# MOZART MEETS JAZZ in NYC 3/30



## classicool

What: 
New York's Nova Philharmonic presents an innovative program as Mozart's classical orchestra meets contemporary jazz quartet in a unique arrangement of "A Little Night Music." Visionary maestro Dong-Hyun Kim conducts the orchestra who will face off against the Paul Joseph Quartet. Keeping with the jazz theme, violinist and composer Gregor Huebner will perform his "Concerto con Violin Latina." And underscoring the relationship between old and new will be a performance of Joel Mandelbaum's "The Past is Now."

When: 
March 30th, 7:15pm for pre-concert lecture, concert begins at 8pm

Where: 
Good Shepherd-Faith Presbyterian Church
152 W. 66th St., New York, NY 10023
(Lincoln Center area) 
1 train at 66th St.-Lincoln Center

Program:
Mozart Meets Jazz: Mozart's Eine Kleine Nachtmusik plus jazz arrangement by Paul Joseph
Concerto con Violin Latina (Huebner)
Ground Zero (Huebner)
The Past is Now (Mandelbaum)

Tickets:
$20, $10 seniors/students http://www.classictic.com/NVP

Website:
www.novaphilharmonic.org


----------



## Cnote11

If I lived anywhere close to New York City I'd have at it.


----------



## classicool

Thanks, Cnote11. But people are coming in from Portugal and Germany.

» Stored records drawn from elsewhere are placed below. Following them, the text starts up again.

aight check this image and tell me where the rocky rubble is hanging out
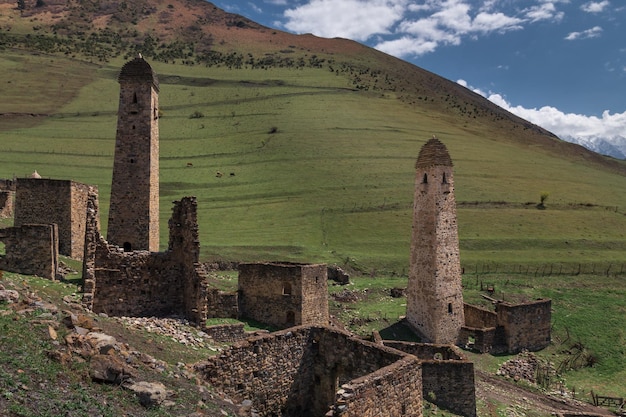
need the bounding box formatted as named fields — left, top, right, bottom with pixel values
left=116, top=315, right=220, bottom=351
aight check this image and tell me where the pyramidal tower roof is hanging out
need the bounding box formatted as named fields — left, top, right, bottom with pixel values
left=416, top=137, right=453, bottom=168
left=118, top=53, right=159, bottom=91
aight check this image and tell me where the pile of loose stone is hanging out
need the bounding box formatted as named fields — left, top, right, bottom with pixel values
left=116, top=316, right=220, bottom=351
left=497, top=351, right=556, bottom=386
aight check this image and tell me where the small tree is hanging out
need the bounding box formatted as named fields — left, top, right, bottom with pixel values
left=537, top=192, right=549, bottom=210
left=16, top=0, right=26, bottom=10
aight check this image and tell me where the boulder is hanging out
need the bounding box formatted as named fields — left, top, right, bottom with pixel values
left=0, top=289, right=19, bottom=303
left=126, top=381, right=169, bottom=407
left=89, top=354, right=136, bottom=384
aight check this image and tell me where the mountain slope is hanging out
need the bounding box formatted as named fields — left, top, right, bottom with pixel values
left=1, top=0, right=626, bottom=273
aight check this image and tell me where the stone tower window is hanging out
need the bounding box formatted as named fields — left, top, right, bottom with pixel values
left=123, top=242, right=132, bottom=252
left=286, top=311, right=295, bottom=326
left=448, top=303, right=453, bottom=314
left=132, top=93, right=138, bottom=104
left=422, top=173, right=428, bottom=184
left=442, top=172, right=448, bottom=184
left=282, top=282, right=292, bottom=296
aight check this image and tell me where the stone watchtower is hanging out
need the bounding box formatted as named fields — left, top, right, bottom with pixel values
left=107, top=54, right=160, bottom=252
left=406, top=138, right=464, bottom=344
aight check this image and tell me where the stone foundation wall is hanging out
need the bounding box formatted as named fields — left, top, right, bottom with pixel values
left=0, top=191, right=13, bottom=218
left=14, top=178, right=91, bottom=259
left=195, top=326, right=423, bottom=417
left=238, top=262, right=329, bottom=329
left=496, top=299, right=552, bottom=353
left=384, top=341, right=476, bottom=417
left=0, top=224, right=58, bottom=279
left=204, top=323, right=246, bottom=343
left=82, top=192, right=208, bottom=324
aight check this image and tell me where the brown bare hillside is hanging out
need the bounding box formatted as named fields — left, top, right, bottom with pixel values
left=1, top=0, right=624, bottom=176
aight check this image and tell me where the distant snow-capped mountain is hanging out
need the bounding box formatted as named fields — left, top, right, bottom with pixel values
left=561, top=135, right=626, bottom=160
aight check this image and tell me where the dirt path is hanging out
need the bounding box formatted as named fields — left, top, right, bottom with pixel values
left=475, top=370, right=614, bottom=416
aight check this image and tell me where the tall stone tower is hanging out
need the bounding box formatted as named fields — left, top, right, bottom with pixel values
left=406, top=137, right=464, bottom=344
left=107, top=54, right=160, bottom=252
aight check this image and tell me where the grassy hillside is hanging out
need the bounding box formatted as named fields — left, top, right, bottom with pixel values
left=2, top=49, right=626, bottom=274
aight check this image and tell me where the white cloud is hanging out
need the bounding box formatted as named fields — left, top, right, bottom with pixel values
left=283, top=0, right=408, bottom=41
left=581, top=1, right=610, bottom=13
left=280, top=0, right=561, bottom=58
left=523, top=2, right=564, bottom=22
left=565, top=26, right=603, bottom=40
left=457, top=79, right=626, bottom=148
left=248, top=2, right=263, bottom=14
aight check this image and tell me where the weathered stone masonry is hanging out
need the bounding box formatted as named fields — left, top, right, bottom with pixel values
left=0, top=223, right=59, bottom=279
left=238, top=262, right=329, bottom=329
left=82, top=190, right=209, bottom=324
left=407, top=138, right=464, bottom=345
left=460, top=299, right=552, bottom=354
left=0, top=190, right=13, bottom=219
left=384, top=341, right=477, bottom=417
left=195, top=326, right=422, bottom=417
left=14, top=178, right=90, bottom=260
left=107, top=55, right=160, bottom=252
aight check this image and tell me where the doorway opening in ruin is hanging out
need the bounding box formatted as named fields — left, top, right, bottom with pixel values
left=286, top=311, right=295, bottom=326
left=123, top=242, right=132, bottom=252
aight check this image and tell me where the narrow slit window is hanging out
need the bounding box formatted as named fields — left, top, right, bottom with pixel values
left=422, top=173, right=428, bottom=184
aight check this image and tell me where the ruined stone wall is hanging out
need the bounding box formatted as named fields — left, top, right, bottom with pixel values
left=206, top=288, right=238, bottom=319
left=458, top=326, right=497, bottom=353
left=14, top=178, right=90, bottom=259
left=238, top=262, right=329, bottom=329
left=496, top=299, right=552, bottom=353
left=0, top=191, right=13, bottom=219
left=196, top=326, right=316, bottom=416
left=83, top=192, right=208, bottom=324
left=464, top=303, right=497, bottom=328
left=196, top=326, right=423, bottom=417
left=332, top=356, right=422, bottom=417
left=0, top=224, right=58, bottom=279
left=384, top=341, right=476, bottom=417
left=204, top=323, right=246, bottom=343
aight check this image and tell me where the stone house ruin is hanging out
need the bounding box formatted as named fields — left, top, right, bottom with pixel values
left=195, top=326, right=424, bottom=417
left=82, top=190, right=209, bottom=324
left=0, top=176, right=88, bottom=279
left=460, top=299, right=552, bottom=354
left=237, top=262, right=329, bottom=329
left=14, top=178, right=91, bottom=259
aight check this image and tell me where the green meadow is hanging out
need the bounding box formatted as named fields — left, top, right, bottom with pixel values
left=2, top=51, right=626, bottom=275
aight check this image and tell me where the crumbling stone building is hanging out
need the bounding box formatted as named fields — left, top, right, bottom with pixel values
left=237, top=262, right=329, bottom=328
left=13, top=178, right=91, bottom=259
left=82, top=190, right=209, bottom=324
left=461, top=299, right=552, bottom=354
left=195, top=326, right=424, bottom=417
left=407, top=138, right=465, bottom=344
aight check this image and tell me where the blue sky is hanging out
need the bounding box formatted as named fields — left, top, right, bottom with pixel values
left=211, top=1, right=626, bottom=155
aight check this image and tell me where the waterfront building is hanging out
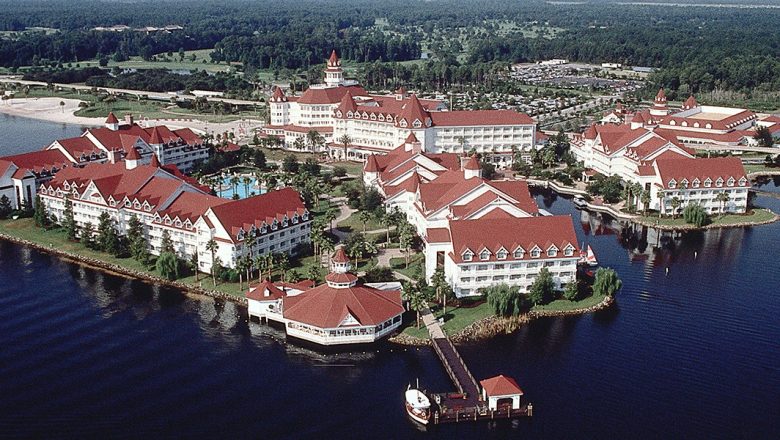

You're probably not farther than that! But we do greatly appreciate the sentiment.


----------



## Cnote11

I happen to live 11,621 miles from New York City, which is three times as far as Portugal and Germany. I do wish you all the best, however.


----------



## kv466

Really,...there's someone flying in here from Portugal and Germany here every day for some art exhibit or other. Not to mention the flux when there's a good jazz and classical concert. They even come in from Mississippi for those!


----------